Since my first From the Field, I've lacked the imagination to wrangle a post the language blogs, even though I find them more interesting (and fun) than articles from scholarly journals. I'd read few articles on Language Log, sigh sadly, and then resort to online catalogs of articles.
For whatever reason, today I refused to sigh sadly and spent most of the afternoon reading about the interwebs. From Language Log, I hopped over to Language Hat and read some good stuff there, including an interesting study, reviewed in the NYTimes, about labelling different "aliens" as friendly or unfriendly and the impact of the results on the Sapir-Whorf debate. I didn't want to devote my post to it, though, so I kept hopping*. Finally, I read an entry which described a really cool manifesto from the blog of a copy editor named Dan. His point of view is interesting, because while he's more of a language relativist, his job requires slightly more prescriptivism.

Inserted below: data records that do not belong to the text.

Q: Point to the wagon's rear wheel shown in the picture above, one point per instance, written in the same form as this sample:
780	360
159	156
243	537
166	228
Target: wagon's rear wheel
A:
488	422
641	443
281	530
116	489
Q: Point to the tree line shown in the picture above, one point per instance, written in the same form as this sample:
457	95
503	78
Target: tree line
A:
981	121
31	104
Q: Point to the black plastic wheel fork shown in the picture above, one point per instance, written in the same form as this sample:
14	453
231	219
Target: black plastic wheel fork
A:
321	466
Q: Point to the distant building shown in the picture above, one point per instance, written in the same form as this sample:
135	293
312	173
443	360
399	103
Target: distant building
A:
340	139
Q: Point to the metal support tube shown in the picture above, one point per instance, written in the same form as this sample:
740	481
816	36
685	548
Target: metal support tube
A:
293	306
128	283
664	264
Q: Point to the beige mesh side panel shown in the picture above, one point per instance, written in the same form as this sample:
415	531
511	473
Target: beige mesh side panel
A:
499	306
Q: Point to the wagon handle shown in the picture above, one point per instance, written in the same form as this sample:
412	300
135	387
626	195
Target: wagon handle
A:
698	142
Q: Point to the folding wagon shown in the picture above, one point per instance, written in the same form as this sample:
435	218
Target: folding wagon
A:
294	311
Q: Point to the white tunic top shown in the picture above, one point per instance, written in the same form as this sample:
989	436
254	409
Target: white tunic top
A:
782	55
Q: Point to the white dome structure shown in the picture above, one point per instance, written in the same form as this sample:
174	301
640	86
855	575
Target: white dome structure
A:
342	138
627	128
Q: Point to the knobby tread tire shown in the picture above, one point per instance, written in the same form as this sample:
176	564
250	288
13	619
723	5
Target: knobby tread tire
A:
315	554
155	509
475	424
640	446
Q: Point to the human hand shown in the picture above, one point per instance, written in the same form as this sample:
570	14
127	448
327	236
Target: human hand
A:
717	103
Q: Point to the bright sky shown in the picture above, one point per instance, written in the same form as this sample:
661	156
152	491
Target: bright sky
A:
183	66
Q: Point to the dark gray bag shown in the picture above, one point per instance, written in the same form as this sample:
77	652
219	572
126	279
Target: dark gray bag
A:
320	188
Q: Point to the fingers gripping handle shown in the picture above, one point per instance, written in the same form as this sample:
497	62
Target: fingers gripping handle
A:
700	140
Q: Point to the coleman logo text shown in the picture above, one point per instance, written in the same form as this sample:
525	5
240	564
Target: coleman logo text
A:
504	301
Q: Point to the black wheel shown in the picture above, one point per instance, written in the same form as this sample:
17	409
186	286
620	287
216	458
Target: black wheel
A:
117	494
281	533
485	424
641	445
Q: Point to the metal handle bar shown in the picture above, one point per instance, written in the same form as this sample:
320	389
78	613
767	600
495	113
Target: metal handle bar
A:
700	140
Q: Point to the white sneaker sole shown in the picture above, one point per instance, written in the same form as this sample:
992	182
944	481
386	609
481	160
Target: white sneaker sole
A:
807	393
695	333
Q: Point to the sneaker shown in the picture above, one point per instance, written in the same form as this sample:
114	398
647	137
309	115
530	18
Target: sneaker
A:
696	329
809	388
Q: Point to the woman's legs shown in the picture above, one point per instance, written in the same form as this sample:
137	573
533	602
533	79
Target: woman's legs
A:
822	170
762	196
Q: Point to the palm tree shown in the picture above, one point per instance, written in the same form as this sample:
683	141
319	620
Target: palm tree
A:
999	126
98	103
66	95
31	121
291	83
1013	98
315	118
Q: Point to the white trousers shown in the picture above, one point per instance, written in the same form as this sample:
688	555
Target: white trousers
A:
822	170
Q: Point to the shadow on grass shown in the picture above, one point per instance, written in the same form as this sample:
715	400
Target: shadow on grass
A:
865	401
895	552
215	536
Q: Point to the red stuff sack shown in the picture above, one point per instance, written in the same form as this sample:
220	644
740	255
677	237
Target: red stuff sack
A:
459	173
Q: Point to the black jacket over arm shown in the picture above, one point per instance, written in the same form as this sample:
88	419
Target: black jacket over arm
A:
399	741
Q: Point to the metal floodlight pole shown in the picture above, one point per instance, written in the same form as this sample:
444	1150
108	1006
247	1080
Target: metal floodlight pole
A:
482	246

Here's his blog: http://www.ourboldhero.com/edit/index.html
And here's a post where he details the delicate balance he has to manage between his philosophy of language and his job: http://www.ourboldhero.com/edit/2007/10/please-leave-this-to-professionals.html
And I learned about the word ideolect (pronounced ID-ee-o-lekt): the term used to designate the idiosyncratic speech of individual peopleā??an idiolect is a one-person dialect, unique in pronunciation, grammar, and vocabulary.
Tada!
*Today's journey through language bloggery as I've described it looks pretty linear and lame, but in reality, I branched out from Language Log by opening about 15 other blogs in tabs and repeated the process several times in new pages, branching out all over the place (try doing that on Wikipedia someday, and you'll find yourself staring at a picture of a tesseract rotating on a single axis for a REALLY long time at 4 o'clock in the morning) . Many of the entries I came across were "which way is the correct way to write this?" or stories about new words that I couldn't figure out how to make an entire post about. And lots and lots of Google stats. Linguists love Google stats.